Introduction

There are numerous magnetic resonance (MR) techniques currently available to perform cardiovascular angiography. Since Prince et al. [1] in 1993 first reported the clinical use of contrast-enhanced MR angiography (CE-MRA) for adult abdominal aortography, CE-MRA has been the technique of choice for body MRA in the adult population. Because of the long breath-hold period required by the early implementations of CE-MRA, this technique was initially not suitable for the pediatric population. However, as scan times became shorter, many different groups found various clinical applications for CE-MRA in the pediatric population and various techniques were utilized [213]. As the technique further evolved with the rapid advancement of MR hardware, including stronger and faster gradients, and MR pulse sequence design, including more clever and efficient k-space trajectories [1418] coupled with parallel imaging techniques [1921], the scan time has significantly decreased. A detailed explanation of parallel imaging [1921] is beyond the scope of this paper, but briefly, parallel imaging can be theoretically thought of as imaging different parts of the field-of-view (FOV) simultaneously, thereby shortening the acquisition time. A multi-element phased-array coil is required. Each element of the coil actually receives signal from the entire imaging volume, and therefore there is redundant information in the signal received by the phased-array coil from the imaging volume. Thus, one can cleverly exploit this redundancy of data and shorten the acquisition time. In SENSE or sensitivity encoding [20], which is one type of parallel imaging technique, this “exploitation” is made in the image space domain. In another implementation of parallel imaging, SMASH or simultaneous acquisition of spatial harmonics [19], the exploitation is made in the k-space domain. By taking advantage of this decrease in scan time provided by parallel imaging techniques, one simple implementation of “time-resolved” CE-MRA that has been used in the pediatric population is described here.

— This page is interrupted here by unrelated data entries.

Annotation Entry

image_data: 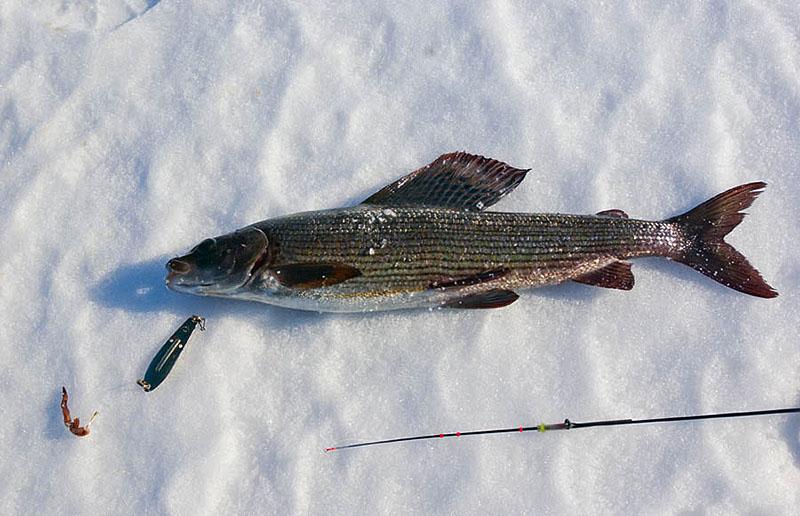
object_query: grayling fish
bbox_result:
[167,152,778,312]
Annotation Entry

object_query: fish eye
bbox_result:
[191,238,216,254]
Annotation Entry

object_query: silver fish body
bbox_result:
[167,149,777,312]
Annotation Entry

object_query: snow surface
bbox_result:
[0,0,800,514]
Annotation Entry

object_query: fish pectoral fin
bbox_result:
[597,209,628,219]
[428,268,511,289]
[442,288,519,309]
[572,261,634,290]
[362,152,530,211]
[272,263,361,288]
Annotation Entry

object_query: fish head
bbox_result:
[166,226,269,296]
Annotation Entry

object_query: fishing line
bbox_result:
[325,407,800,452]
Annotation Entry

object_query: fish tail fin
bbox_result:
[667,182,778,298]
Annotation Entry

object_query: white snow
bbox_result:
[0,0,800,514]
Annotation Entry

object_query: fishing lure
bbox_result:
[325,407,800,452]
[136,315,206,392]
[61,387,99,437]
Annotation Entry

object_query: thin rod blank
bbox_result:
[325,407,800,452]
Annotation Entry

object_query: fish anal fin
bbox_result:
[442,288,519,309]
[363,152,530,211]
[428,268,510,289]
[273,263,361,289]
[572,261,634,290]
[597,209,628,219]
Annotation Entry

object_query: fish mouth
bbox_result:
[165,228,270,296]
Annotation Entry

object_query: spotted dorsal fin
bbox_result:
[363,152,530,211]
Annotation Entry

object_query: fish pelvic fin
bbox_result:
[572,261,634,290]
[442,288,519,310]
[667,182,778,298]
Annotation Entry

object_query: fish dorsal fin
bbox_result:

General technique of CE-MRA

The T1 of blood can be significantly shortened by the presence of gadolinium contrast agent. Therefore, by using a T1-weighted sequence, the blood in the vessel will have high signal intensity. To achieve high spatial resolution and minimize scan time, a 3D T1-weighted fast gradient echo sequence is implemented. Since the center of k-space controls the contrast of the corresponding image, the bolus of gadolinium contrast agent needs to arrive at the vessel of interest when the 3D T1-weighted fast-gradient echo sequence is acquiring data for the center of k-space. Therefore, some form of timing the arrival of the contrast bolus to the vessel of interest is needed. This is either done by a best estimate or a timing scan with a small test bolus of contrast prior to the actual CE-MRA, or by some automated method of tracking the actual contrast bolus and triggering the start of the CE-MRA sequence [15]. Coupled with contrast bolus timing is some type of k-space filling scheme or k-space trajectory such that the center of k-space is filled with the initial echoes of the CE-MRA sequence. This is typically known as centric k-space trajectory [14, 16, 18]. Finally, to achieve the best quality MRA, breath-holding is needed to avoid respiratory motion artifacts.

Challenges in the pediatric population

As shown by a review of the literature, various groups have reported different methods to apply CE-MRA in children for a wide range of clinical applications [213]. There are many different approaches, partially because the pediatric population poses significant challenges to the standard techniques of CE-MRA. Infants and young children have a much higher heart rate with more rapid circulation times than adults and the volume of contrast is much smaller. Double-dose contrast (0.2 mmol/kg) volume only amounts to a few milliliters. Therefore, the timing of the contrast bolus arrival is much more problematic. Breath-holding to minimize the respiratory motion artifacts is not possible in infants and children who are sedated for the MR examination rather than anesthesized and paralyzed. In the case of an unsedated child, the duration of breath-holding can be limited and unreliable. With these constraints, one approach that we have used is “time-resolved” CE-MRA [21, 22].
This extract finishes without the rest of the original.